Hi @DudaNogueira!
My Configuration and steps:
Server: Standalone
CPU LIMIT: 40
LENGTH OF VECTOR TYPE ONE - 768
LENGTH OF VECTOR TYPE TWO - 1024
Index - HNSW
CONSISTENCY LEVEL : ONE
docker-compose:
version: '3.4'
services:
weaviate:
image: semitechnologies/weaviate:1.25.25
ports:
- 8081:8080
- 50052:50051
volumes:
- ./test_data:/data
- ./backups:/tmp/backups
restart: on-failure:0
environment:
TOMBSTONE_DELETION_CONCURRENCY: '4'
DISABLE_LAZY_LOAD_SHARDS: 'true'
HNSW_STARTUP_WAIT_FOR_VECTOR_CACHE: 'true'
STANDALONE_MODE: 'true'
AUTOSCHEMA_ENABLED: 'false'
QUERY_MAXIMUM_RESULTS: 10000
AUTHENTICATION_ANONYMOUS_ACCESS_ENABLED: 'true'
PERSISTENCE_DATA_PATH: '/data'
DEFAULT_VECTORIZER_MODULE: 'none'
CLUSTER_HOSTNAME: 'node1'
ENABLE_MODULES: 'backup-filesystem,backup-s3'
BACKUP_FILESYSTEM_PATH: '/tmp/backups'
LIMIT_RESOURCES: 'true'
ASYNC_INDEXING: 'true'
LOG_LEVEL: 'debug'
PROMETHEUS_MONITORING_ENABLED: 'false'
GOMAXPROCS: 40
GOGC: 90
PERSISTENCE_HNSW_MAX_LOG_SIZE: 4GiB
deploy:
resources:
limits:
cpus: '40.0'
Block of code for collection creation:
client.collections.create(
name=some_name,
properties=[
weaviate.classes.config.Property(
name=SOME_CATEGORY,
data_type=weaviate.classes.config.DataType.TEXT
),
weaviate.classes.config.Property(
name=SOME_PROP,
data_type=weaviate.classes.config.DataType.TEXT
)
],
vectorizer_config=[
weaviate.classes.config.Configure.NamedVectors.none(
name=WV_VECTOR_TYPE_ONE,
vector_index_config=weaviate.classes.config.Configure.VectorIndex.hnsw(
#quantizer=weaviate.classes.config.Configure.VectorIndex.Quantizer.pq(segments=8, training_limit=100000),
distance_metric=weaviate.classes.config.VectorDistances.COSINE,
ef=320,
ef_construction=320,
max_connections=100
)
),
weaviate.classes.config.Configure.NamedVectors.none(
name=WV_VECTOR_TYPE_TWO,
vector_index_config=weaviate.classes.config.Configure.VectorIndex.hnsw(
#quantizer=weaviate.classes.config.Configure.VectorIndex.Quantizer.pq(segments=8, training_limit=100000),
distance_metric=weaviate.classes.config.VectorDistances.COSINE,
ef=480,
ef_construction=480,
max_connections=120
)
)
],
)
Block of search query:
SEARCH THREADS = 4
QUERY_TIMEOUT_SEC = 60
collection = client.collections.get(SCHEMA)
if CONSISTENCY_LEVEL:
collection =
collection.with_consistency_level(CONSISTENCY_LEVEL)
query = collection.query.near_vector(
near_vector=vectors[VECTOR],
limit=LIMIT,
filters=Filter.by_property(filter_property).equal(filter_value) if filter_property and filter_value else None,
return_metadata=MetadataQuery(distance=True),
return_properties=properties,
target_vector=VECTOR,
)
Importing was through batching (batch size = 5000).
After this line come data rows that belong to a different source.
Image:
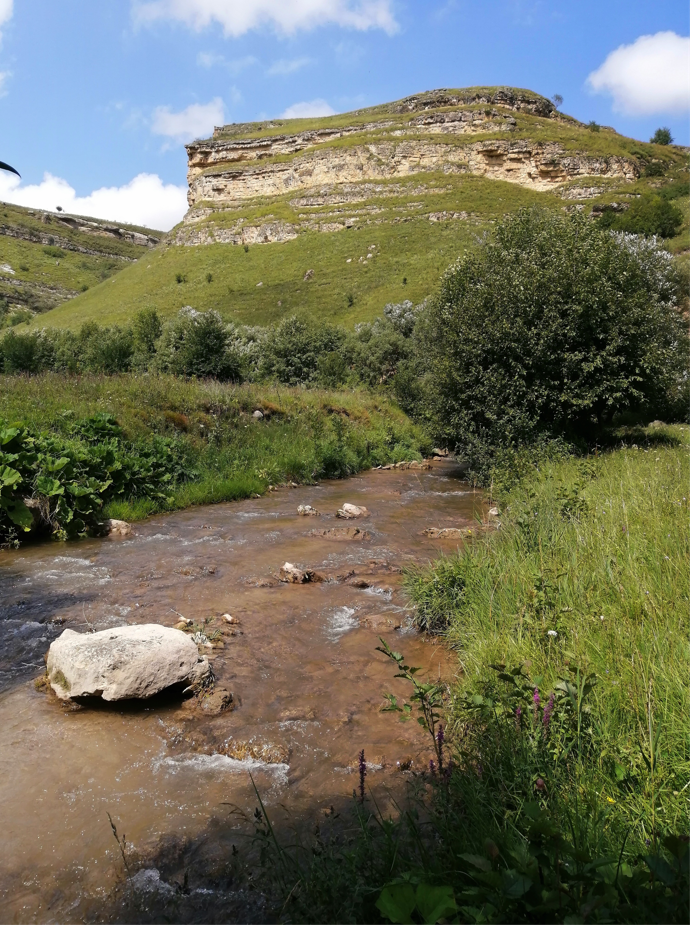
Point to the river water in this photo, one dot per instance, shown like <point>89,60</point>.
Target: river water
<point>302,665</point>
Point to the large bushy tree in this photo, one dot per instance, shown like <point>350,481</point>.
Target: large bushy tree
<point>550,327</point>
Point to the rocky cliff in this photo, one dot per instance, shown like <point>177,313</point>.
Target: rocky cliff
<point>500,134</point>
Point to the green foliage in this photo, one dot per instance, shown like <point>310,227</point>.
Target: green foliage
<point>662,136</point>
<point>654,169</point>
<point>674,190</point>
<point>187,442</point>
<point>293,349</point>
<point>648,215</point>
<point>552,327</point>
<point>147,329</point>
<point>196,344</point>
<point>67,481</point>
<point>506,826</point>
<point>52,251</point>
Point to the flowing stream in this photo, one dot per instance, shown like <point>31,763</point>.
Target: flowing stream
<point>302,665</point>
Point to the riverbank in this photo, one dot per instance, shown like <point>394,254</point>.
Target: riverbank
<point>565,743</point>
<point>213,442</point>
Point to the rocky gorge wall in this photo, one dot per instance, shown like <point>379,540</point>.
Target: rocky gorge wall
<point>540,166</point>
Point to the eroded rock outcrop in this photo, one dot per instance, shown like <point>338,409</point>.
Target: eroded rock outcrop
<point>339,164</point>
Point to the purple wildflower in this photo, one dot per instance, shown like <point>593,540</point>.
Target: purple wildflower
<point>547,712</point>
<point>440,746</point>
<point>362,767</point>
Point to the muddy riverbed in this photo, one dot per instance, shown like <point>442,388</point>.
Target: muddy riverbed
<point>301,663</point>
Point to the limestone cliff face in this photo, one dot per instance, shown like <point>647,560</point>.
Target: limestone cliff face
<point>359,158</point>
<point>540,166</point>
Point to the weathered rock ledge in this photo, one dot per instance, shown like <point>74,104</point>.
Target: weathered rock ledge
<point>537,165</point>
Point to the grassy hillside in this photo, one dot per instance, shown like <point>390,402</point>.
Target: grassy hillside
<point>139,444</point>
<point>413,226</point>
<point>46,259</point>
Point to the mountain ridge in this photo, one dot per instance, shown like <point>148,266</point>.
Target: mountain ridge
<point>335,216</point>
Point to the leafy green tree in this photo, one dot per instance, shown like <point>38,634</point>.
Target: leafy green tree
<point>197,344</point>
<point>662,136</point>
<point>548,330</point>
<point>648,215</point>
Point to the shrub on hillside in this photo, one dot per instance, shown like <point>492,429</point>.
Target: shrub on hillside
<point>24,352</point>
<point>662,136</point>
<point>649,215</point>
<point>549,330</point>
<point>380,348</point>
<point>107,350</point>
<point>196,344</point>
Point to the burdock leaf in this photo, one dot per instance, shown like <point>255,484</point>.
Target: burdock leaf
<point>435,902</point>
<point>396,903</point>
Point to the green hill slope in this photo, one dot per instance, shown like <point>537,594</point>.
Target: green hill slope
<point>47,258</point>
<point>335,217</point>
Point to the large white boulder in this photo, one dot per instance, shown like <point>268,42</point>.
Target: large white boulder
<point>122,663</point>
<point>350,511</point>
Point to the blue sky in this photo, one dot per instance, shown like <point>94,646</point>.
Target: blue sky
<point>96,94</point>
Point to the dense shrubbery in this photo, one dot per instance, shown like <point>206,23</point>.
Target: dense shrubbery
<point>59,484</point>
<point>647,215</point>
<point>548,331</point>
<point>556,790</point>
<point>175,443</point>
<point>200,344</point>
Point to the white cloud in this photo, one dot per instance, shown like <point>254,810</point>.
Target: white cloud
<point>5,12</point>
<point>196,121</point>
<point>308,110</point>
<point>287,66</point>
<point>286,16</point>
<point>647,77</point>
<point>145,200</point>
<point>235,66</point>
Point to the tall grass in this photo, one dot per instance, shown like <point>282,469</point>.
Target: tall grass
<point>558,791</point>
<point>590,568</point>
<point>303,435</point>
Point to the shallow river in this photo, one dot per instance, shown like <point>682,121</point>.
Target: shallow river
<point>302,665</point>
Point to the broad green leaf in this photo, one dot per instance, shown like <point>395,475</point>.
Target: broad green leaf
<point>18,512</point>
<point>396,903</point>
<point>435,902</point>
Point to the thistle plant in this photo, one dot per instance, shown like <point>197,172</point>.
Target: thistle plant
<point>427,697</point>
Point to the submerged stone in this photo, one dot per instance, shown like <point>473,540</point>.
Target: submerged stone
<point>122,663</point>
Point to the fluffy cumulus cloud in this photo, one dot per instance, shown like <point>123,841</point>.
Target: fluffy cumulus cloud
<point>287,16</point>
<point>287,66</point>
<point>308,110</point>
<point>145,200</point>
<point>197,121</point>
<point>5,12</point>
<point>647,77</point>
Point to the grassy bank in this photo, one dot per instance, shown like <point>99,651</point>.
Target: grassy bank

After importing, I waited until “queue size” was equal to 0.
With the same import and after waiting finish of “queue” in a normal configuration (without compression), the speed is an order of magnitude higher than with compression.
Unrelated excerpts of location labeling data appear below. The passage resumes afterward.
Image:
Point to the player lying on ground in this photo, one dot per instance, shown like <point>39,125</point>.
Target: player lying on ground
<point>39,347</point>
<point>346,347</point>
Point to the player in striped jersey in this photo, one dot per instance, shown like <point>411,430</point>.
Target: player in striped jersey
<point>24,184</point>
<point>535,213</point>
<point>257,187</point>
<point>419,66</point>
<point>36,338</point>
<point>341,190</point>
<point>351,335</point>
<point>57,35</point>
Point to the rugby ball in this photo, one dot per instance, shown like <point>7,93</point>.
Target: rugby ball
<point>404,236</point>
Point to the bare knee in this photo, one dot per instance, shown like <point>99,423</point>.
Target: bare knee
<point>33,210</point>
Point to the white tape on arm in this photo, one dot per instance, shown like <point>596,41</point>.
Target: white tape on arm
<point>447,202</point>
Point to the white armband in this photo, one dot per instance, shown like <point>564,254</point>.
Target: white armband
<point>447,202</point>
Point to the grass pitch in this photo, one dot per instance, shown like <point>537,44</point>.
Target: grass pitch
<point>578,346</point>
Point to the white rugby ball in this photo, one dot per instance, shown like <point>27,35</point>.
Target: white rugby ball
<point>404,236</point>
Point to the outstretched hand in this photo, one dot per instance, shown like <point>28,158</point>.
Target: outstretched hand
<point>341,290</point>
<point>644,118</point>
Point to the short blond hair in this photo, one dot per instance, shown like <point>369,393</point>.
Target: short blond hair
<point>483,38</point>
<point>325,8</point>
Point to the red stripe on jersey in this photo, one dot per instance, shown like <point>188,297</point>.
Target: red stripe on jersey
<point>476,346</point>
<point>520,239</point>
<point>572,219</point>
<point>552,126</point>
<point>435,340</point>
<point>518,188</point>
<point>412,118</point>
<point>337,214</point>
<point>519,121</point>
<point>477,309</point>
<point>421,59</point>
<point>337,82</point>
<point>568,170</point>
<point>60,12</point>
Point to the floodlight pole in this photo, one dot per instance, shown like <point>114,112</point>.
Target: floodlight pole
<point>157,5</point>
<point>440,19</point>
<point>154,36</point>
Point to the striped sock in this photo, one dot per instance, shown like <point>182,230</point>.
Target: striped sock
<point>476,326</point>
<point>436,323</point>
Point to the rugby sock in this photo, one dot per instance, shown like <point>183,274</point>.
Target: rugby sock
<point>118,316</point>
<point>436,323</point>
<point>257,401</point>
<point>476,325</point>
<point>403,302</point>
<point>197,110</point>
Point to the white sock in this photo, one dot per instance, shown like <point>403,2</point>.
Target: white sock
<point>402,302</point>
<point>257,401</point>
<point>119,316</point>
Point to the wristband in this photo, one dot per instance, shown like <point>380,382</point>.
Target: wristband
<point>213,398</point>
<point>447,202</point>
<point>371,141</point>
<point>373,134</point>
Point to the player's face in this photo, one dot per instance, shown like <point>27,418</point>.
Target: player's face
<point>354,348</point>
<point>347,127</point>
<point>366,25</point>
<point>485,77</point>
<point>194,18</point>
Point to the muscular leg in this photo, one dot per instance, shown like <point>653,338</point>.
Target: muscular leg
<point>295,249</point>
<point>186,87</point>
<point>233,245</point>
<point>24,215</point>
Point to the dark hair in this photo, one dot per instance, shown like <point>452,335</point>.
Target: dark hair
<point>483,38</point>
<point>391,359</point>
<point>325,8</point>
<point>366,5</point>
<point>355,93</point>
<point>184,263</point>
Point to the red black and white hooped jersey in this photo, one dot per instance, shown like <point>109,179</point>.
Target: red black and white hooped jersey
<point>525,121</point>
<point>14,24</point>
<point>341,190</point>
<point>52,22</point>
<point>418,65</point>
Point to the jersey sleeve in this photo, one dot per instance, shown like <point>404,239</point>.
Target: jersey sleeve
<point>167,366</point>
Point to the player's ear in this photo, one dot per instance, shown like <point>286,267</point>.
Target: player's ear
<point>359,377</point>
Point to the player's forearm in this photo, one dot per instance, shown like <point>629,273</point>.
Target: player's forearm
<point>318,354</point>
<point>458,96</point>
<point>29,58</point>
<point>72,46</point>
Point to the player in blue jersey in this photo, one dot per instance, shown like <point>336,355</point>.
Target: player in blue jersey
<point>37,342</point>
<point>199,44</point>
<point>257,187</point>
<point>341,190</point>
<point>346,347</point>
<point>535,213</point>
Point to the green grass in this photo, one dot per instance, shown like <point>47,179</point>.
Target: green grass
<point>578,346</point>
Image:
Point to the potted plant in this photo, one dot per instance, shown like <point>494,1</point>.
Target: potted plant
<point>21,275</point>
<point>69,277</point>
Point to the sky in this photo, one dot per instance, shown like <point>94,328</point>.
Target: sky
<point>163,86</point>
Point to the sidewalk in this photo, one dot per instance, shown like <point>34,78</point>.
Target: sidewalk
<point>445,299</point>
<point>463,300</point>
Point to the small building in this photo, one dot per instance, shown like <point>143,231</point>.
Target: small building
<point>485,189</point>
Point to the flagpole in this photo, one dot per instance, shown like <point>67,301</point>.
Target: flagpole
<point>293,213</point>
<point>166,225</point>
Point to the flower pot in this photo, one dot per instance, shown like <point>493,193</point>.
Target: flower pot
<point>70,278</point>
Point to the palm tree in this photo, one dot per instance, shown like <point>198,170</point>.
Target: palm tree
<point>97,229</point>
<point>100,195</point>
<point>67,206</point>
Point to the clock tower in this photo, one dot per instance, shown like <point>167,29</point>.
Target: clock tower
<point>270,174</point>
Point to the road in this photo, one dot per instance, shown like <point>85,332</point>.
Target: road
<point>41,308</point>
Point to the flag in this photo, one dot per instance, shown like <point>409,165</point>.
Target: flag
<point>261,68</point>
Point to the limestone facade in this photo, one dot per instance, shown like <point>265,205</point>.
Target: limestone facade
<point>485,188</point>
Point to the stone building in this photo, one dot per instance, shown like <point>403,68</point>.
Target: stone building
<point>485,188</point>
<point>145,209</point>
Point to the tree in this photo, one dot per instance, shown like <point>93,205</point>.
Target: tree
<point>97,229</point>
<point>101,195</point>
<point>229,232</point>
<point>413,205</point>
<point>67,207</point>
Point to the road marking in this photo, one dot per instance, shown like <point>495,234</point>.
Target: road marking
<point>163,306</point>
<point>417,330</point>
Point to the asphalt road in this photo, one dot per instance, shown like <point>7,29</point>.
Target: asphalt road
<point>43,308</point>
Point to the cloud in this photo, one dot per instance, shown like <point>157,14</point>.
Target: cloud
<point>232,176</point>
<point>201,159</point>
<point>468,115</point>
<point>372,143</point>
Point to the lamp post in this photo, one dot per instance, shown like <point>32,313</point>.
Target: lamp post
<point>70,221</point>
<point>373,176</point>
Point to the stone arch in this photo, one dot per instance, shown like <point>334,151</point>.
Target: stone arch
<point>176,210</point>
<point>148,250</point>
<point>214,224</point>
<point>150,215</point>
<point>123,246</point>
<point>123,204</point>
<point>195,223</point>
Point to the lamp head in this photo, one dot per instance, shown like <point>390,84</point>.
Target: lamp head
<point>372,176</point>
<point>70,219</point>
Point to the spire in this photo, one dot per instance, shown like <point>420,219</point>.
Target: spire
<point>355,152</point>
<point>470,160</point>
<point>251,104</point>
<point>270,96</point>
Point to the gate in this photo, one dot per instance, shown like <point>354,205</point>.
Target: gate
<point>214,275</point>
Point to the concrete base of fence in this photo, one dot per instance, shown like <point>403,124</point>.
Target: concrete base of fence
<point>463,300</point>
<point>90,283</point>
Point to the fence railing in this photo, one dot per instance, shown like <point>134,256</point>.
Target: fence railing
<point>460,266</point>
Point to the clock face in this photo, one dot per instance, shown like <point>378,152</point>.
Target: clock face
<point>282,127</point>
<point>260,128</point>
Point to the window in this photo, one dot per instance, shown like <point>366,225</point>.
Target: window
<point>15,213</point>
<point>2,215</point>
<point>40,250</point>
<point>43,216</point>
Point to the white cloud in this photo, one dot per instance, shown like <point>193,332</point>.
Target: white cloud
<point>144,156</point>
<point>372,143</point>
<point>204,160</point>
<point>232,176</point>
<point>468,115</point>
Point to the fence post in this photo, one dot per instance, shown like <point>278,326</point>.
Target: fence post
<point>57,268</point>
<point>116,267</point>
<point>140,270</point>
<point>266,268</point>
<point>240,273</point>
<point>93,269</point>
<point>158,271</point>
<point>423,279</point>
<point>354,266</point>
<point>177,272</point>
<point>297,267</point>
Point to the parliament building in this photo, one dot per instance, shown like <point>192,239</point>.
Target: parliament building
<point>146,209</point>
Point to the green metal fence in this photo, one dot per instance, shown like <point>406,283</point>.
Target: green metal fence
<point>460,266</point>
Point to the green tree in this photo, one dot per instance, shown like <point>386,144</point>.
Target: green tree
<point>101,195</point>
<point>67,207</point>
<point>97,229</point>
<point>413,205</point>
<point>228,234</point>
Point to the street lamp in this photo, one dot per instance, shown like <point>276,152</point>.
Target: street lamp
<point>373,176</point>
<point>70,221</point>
search on 5 million vectors:
(without any compression)
(segments: 128)
And I noticed that with segments=6 results are better than for example segments=128 or 256. But even with the best segment option (segments=6), the speed is about 2 times slower than without quantization.